Of course President Obama has made some mistakes and bad decisions. He’s been too timorous in restoring transparency & human rights to the field of national security, has heavily-diluted some of the more progressive planks of his election platform, has been lamentably slow in pushing for gay rights and America’s foreign policy is guided more by naked self-interest than at any time since Bush 41. But he’s also being blamed for a bunch of things that aren’t entirely his fault, and critics should remember that the President cannot get much through Congress (including healthcare & a climate change bill) without 60 votes in the Senate. If you don’t recognise how difficult that is, then your expectations at the start really were too high.
Furthermore, it’s completely possible to accept the existence of all those mistakes and still feel that the President has made a reasonably good start to his first term.

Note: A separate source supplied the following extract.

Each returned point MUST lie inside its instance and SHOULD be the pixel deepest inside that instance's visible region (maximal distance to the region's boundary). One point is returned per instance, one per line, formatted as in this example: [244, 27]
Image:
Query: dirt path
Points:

In less than a year, he’s ordered an end to the use of torture, passed a $787 billion stimulus package, voided most of the petty ‘signing statements’ of his predecessor, expanded health care to around 4 million children, begun moves towards reducing America’s nuclear arsenal, instructed the EPA to start regulating carbon emissions, worked to repair relations around the world, announced plans for high-speed rail networks, reversed the previous administration’s prosecutorial stance on medical marijuana, ended the travel ban on people with HIV, overturned the global gag rule, pledged $900 million in aid to Gaza and $300 million to flood-ravaged Haiti, signed the Lilly Ledbetter Act, supported a UN statement calling for the decriminalisation of homosexuality, encouraged tougher financial regulation, proposed a decent budget and appointed a progressive to the Supreme Court.
Ultimately, America is in a better place than this time a year ago, and there is still scope for major achievements in the future. If none of this is enough to rid him of the comparisons to ‘Dubya’, my guess is you’re giving Bush far more credit than he deserves.